Man has been chasing happiness, a major constituent of which is to have things our way, from much earlier than the US Declaration of Independence. Dissatisfaction has been the driver of all human endeavour, not only of our consumerist economy but of progress itself. All major social advances have started with a complaint. If the barons had been content with their lot, and a few instances of ischemic pain maybe, there would have been no Magna Carta. Displeasure has a positive power, disgruntlement can be a robust motivator. The meek will have no world to inherit if the more petulant did not set themselves to fashion one more equitable and durable. We surely did not get where we are today by being sanguine about imperfection, but that imperfection could as well be in ourselves as in our managers.
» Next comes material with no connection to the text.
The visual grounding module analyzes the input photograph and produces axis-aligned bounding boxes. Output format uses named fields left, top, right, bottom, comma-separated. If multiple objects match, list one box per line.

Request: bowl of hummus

We would all like the boss to be more appreciative but what if he is not, and, worse, if he himself is not worthy of appreciation? Few of us live our lives in bliss. By making happiness an entitlement, we dismiss the overwhelming majority of human experience as unimportant and thus add to our woes by putting pressure on ourselves to be constantly buoyant. Are the imperfect sympathies of a boss really so important that we should fall physically ill after receiving them? Most psychological research shows that once we reach the age of 25 – or at whatever age one becomes an independent adult in one’s specific culture – neither winning a jackpot nor losing both legs is likely to have much long-term effect on our happiness. We are stuck with ourselves as we are, including the boss who has been allotted to us. Yet the golden carrot of continuous joy, of perfect assessment, of ideal interaction is always being dangled before us as if nirvana depended on these.
Sigmund Freud said loss of happiness is the price extracted from us for our advance in civilization. That insight dates from before World War II and successive decades of material plenitude have merely confirmed its truth. We have ended up with far more than is good for us. These range from food to information – did you know that we tend to overeat in crowded environments, or that, according to a recent study, prolonged exposure to e-mail can temporarily knock off 10 points from your IQ? The instinct to strive for ever more that was naturally selected and honed through millennia in the wilds needs some reappraisal, if only to keep heart attacks at bay even when the boss is a crusty curmudgeon?